This blog provides an informal forum for terrestrial invertebrate watchers to post recent sightings of interesting observations in the southern Vancouver Island region. Please send your sightings by email to Jeremy Tatum (tatumjb352@gmail.com). Be sure to include your name, phone number, the species name (common or scientific) of the invertebrate you saw, location, date, and number of individuals. If you have a photograph you are willing to share, please send it along. Click on the title above for an index of past sightings.The index is updated most days.

August 22

2017 August 22

 

   Jeff Gaskin writes:  Yesterday, August 21, just after 5 p.m. Kirsten Mills and I had 2 Red Admirals and 4 Painted Ladies on Mount Tolmie.  Most of the ladies looked very faded. Also, yesterday in Playfair Park, were 3 Lorquin’s Admirals in the flower garden.

 

    Kirsten Mills also reports that she had a Western Tiger Swallowtail in the parking lot at the Butchart Gardens.  Also, there were 3 Pine Whites.

 

  Jeremy Tatum writes: I visited McIntyre reservoir this morning.  I think if one were to make a determined and persistent count of the Cabbage Whites around the reservoir and in the surrounding brussels sprouts fields, one would come up with several hundred, and quite possibly a thousand, Cabbage Whites.  I didn’t see any other butterfly species there, but it is still very much worth a visit – see Jeff’s account of his visit there in yesterday’s posting. 

  Jody Wells sends photographs of what he describes as two colour varieties of  “looks like a grasshopper — flies looking like a butterfly”.  Claudia Copley and Jeremy Tatum agree that these are indeed two colour varieties of Dissosteira carolina.  This species has been given several names, such as Carolina Grasshopper, Carolina Locust and Mourning Cloak Grasshopper  –  the latter because, when in flight, it can indeed be mistaken at first for a Mourning Cloak butterfly.
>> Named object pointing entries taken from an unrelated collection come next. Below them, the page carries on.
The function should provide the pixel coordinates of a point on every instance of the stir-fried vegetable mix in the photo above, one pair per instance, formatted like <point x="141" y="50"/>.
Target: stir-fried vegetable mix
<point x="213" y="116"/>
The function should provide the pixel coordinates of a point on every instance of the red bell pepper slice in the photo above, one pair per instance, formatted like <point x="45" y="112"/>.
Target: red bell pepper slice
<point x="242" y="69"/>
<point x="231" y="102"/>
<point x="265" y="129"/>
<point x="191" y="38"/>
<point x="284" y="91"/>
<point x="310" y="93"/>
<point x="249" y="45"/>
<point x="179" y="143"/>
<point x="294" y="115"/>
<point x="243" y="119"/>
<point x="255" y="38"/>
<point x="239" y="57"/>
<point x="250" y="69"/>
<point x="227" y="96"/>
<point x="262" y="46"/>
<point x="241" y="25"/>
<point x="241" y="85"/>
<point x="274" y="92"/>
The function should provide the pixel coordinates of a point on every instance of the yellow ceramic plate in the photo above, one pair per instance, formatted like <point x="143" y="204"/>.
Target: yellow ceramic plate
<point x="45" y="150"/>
Dissosteira carolina (Orth.: Acrididae)  Jody Wells

 


Dissosteira carolina (Orth.: Acrididae)  Jody Wells

 

 

 

   Jody also sends a picture of a Sympetrum dragonfly from Martindale.  Rob Cannings writes: Gosh, Jeremy, I’m not sure. Few of the really useful characters are in view, although colour of wing venation and stigma, the black on sides of abdomen, elimination of other species, and the fact that it’s by far the most common Sympetrum in late summer in our area suggest that it’s a Striped Meadowhawk S. pallipes. Even a glimpse of the dorsal surface of the thorax (let alone the sides) would show it’s that species or not. Anyway, that’s my guess.